Building Wholesaling Into a Real Business

The investors who make wholesaling a long-term career treat it like a business from the start. That means:

  • Setting up an LLC for liability protection and tax benefits.
  • Opening a separate business bank account.
  • Tracking income, expenses, and KPIs religiously.
  • Reinvesting profits into marketing and team building.
  • Building relationships with title companies, attorneys, and contractors.

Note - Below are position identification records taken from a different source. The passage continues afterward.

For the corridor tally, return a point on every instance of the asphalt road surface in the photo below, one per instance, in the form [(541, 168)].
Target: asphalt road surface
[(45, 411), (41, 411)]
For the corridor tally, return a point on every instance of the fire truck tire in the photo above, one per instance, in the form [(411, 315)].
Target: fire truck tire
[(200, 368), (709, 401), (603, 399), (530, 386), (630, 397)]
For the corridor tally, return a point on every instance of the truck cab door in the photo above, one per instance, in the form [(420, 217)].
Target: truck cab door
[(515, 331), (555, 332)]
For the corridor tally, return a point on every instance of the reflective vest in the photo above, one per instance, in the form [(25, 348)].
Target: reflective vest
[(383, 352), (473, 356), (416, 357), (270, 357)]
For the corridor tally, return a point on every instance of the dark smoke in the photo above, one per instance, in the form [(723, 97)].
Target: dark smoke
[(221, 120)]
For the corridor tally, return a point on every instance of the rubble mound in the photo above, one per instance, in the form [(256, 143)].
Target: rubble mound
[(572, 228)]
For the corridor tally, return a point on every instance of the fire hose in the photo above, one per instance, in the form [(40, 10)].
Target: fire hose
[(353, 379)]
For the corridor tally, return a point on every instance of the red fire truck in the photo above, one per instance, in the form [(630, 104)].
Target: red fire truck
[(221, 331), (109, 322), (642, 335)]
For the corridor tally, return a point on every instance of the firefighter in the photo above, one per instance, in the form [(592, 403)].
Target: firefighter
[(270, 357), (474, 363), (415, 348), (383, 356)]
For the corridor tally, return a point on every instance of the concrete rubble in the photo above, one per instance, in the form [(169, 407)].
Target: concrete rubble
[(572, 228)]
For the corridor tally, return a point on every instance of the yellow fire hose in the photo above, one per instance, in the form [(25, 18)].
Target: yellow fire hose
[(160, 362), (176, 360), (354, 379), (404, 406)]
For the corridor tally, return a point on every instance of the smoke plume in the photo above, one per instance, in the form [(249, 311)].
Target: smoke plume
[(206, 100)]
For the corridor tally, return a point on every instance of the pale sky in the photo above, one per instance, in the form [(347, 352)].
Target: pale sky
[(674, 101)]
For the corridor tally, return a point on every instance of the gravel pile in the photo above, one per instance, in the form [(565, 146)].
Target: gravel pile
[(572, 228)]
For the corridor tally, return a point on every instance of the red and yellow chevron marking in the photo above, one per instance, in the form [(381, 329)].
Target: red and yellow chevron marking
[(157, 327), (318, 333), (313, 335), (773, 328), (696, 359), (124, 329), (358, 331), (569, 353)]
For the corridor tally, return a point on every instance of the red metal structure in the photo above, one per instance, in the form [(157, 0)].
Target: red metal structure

Wholesaling is not a get-rich-quick scheme. It is a legitimate business model that rewards discipline, consistency, and skill development. The barriers to entry are low, but the barriers to sustained success are the same as any other business: you have to show up every day and do the work.

Conclusion

Wholesaling offers one of the most accessible paths into real estate investing. You do not need capital, credit, or a license to get started. What you do need is a willingness to learn the process, generate leads consistently, and develop your negotiation skills.

Start by educating yourself on your local market, building a buyers list, and making your first outreach calls. Every successful wholesaler was once a complete beginner who decided to make that first dial. The sooner you start, the sooner you will close your first deal.